I think it would also be instructive to see other "near misses."
Can someone give me, with proof, an example of a Noetherian ring which has Krull dimension one but is not a Dedekind domain?
I think it would also be instructive to see other "near misses."
The ring $\mathbb{Z}[2i]$ is an example. It satisfies all the properties of a Dedekind domain except that it is not integrally closed. (To see that it satisfies these properties, note that it is integral over $\mathbb{Z}$, so the Krull dimension is one, as integral extensions preserve dimension. It is also clearly noetherian.)
The ring $R_1 = \mathbb{Z} \times \mathbb{Z}$ gives a counterexample to your claim (it is not a domain). However $\operatorname{Spec}(R_1)$ is a Dedekind scheme, so this is a somewhat cheap counterexample. The counterexample $R_2 = \mathbb{Z}[t]/(t^2)$ is more serious.

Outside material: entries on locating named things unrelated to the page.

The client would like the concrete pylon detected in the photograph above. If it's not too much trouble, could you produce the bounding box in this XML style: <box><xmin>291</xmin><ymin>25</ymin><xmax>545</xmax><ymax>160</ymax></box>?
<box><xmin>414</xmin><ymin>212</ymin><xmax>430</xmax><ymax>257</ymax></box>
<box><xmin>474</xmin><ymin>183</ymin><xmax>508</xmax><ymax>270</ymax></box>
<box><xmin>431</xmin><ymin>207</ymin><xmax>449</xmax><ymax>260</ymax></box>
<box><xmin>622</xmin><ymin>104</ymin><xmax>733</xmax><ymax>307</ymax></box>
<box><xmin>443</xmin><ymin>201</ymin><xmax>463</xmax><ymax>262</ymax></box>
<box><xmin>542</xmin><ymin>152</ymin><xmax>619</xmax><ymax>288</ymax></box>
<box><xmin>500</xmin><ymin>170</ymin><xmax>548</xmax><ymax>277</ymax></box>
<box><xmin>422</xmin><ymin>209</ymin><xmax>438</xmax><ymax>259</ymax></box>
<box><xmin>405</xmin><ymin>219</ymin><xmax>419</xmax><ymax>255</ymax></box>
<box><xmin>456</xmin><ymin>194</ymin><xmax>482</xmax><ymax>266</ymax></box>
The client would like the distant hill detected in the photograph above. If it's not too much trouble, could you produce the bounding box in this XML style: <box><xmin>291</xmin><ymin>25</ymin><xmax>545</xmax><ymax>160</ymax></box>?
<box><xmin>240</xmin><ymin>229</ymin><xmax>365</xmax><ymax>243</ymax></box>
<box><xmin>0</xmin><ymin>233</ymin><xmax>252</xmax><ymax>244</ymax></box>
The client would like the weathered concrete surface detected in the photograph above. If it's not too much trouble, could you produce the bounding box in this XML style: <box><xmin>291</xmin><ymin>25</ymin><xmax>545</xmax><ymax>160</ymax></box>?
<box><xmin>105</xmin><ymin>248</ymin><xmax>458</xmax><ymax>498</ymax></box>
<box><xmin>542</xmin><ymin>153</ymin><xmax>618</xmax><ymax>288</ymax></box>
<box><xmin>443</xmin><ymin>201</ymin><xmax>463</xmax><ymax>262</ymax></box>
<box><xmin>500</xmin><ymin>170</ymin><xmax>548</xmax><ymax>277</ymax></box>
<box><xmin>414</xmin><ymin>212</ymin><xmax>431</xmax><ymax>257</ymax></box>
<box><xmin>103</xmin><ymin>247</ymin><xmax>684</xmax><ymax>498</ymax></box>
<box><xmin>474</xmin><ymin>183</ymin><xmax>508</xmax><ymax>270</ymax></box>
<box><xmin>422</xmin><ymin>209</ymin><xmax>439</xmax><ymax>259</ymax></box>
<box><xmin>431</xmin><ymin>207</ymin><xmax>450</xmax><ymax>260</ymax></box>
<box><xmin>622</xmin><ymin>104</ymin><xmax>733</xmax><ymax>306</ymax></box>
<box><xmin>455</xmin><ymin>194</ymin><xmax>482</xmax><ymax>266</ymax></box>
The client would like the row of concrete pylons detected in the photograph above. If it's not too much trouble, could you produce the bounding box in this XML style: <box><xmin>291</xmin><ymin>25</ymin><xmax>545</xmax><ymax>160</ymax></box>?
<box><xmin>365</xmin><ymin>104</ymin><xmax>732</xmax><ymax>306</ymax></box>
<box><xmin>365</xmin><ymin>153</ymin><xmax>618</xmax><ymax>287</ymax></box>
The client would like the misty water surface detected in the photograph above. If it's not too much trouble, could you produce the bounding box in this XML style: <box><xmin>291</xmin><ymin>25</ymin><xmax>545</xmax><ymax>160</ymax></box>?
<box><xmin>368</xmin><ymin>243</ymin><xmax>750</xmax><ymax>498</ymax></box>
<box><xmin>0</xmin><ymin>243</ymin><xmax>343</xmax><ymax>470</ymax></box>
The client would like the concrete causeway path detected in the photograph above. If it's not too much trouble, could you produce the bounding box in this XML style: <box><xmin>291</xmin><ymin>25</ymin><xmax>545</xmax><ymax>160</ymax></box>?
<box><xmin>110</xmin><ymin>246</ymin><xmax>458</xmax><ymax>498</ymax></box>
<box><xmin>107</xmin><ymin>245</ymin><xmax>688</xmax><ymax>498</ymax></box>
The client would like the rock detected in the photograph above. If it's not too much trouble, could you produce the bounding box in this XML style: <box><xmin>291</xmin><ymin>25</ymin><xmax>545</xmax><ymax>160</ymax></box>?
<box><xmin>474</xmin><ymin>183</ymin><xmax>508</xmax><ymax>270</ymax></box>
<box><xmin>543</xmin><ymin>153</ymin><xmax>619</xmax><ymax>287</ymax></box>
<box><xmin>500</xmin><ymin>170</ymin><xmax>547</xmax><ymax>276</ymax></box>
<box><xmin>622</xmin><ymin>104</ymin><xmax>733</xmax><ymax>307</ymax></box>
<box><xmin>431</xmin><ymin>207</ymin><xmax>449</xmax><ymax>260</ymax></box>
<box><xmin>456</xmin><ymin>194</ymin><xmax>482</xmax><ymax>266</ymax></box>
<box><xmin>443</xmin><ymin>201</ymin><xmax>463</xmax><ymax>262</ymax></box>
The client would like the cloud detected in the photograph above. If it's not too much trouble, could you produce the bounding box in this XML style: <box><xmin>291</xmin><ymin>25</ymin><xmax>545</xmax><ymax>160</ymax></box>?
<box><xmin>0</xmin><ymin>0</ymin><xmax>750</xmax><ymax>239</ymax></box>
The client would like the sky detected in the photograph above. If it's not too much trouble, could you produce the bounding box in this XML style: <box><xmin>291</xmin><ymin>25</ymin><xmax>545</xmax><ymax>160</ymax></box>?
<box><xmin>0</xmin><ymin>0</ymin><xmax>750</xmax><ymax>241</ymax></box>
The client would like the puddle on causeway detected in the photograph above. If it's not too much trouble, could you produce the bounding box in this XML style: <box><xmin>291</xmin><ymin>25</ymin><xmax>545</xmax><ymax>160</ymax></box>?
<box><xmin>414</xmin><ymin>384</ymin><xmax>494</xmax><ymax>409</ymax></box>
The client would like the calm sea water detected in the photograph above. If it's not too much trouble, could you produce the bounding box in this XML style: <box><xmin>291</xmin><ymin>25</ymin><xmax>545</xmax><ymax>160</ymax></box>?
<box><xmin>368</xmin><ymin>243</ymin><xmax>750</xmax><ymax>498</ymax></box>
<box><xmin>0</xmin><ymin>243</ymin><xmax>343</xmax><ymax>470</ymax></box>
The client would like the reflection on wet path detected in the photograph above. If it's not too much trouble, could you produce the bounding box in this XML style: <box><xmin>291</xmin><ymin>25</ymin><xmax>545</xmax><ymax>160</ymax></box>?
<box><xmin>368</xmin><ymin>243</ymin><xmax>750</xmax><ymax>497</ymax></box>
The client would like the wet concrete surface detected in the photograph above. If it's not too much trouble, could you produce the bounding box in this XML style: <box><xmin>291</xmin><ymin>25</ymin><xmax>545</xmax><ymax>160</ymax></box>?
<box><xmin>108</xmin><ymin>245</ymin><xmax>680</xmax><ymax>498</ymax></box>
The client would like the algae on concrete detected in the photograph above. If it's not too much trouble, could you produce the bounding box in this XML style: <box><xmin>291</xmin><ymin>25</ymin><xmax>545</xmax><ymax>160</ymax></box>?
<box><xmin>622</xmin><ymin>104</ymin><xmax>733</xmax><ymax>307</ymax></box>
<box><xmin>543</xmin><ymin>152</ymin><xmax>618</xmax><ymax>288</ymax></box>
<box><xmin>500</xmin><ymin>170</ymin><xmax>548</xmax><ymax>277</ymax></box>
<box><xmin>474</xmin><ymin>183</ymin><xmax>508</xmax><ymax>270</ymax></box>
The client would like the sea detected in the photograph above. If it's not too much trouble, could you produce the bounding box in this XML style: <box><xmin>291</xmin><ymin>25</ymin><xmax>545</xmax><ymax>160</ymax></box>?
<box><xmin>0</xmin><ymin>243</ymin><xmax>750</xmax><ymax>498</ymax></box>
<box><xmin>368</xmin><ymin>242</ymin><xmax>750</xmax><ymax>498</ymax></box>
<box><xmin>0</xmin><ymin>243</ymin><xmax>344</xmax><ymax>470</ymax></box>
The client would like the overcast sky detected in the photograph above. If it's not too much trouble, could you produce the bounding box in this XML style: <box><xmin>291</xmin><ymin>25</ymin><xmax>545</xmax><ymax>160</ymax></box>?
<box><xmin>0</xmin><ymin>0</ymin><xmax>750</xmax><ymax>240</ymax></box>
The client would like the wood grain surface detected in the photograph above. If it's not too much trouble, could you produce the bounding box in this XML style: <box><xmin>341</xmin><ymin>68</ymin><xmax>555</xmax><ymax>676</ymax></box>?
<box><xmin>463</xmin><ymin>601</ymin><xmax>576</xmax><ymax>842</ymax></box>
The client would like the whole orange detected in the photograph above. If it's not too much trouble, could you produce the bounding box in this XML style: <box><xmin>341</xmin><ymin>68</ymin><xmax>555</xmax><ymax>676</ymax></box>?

If by "other near misses" you mean other rings that satisfy two of the three conditions for being a Dedekind domain, another such ring is k[x, y], which is Noetherian (by the Hilbert basis theorem), integrally closed (it is a UFD, and UFDs are integrally closed) but not every prime ideal is maximal (for example (x)).
Consider $f(x,y)$ = $x^3-y^2$ $\in$ $\mathbb{C}[x,y]$. Then the quotient ring $\mathbb{C}[x,y]/(f)$ is a Noetherian ring with Krull dimension 1 but is not a Dedekind Domain. In general for an algebraically closed field $\bar k$, coordinate ring of the affine plane curve $Z_{f}(\bar k)$ is integrally closed in its field of fractions if and only if the curve $Z_{f}(\bar k)$ is nonsingular.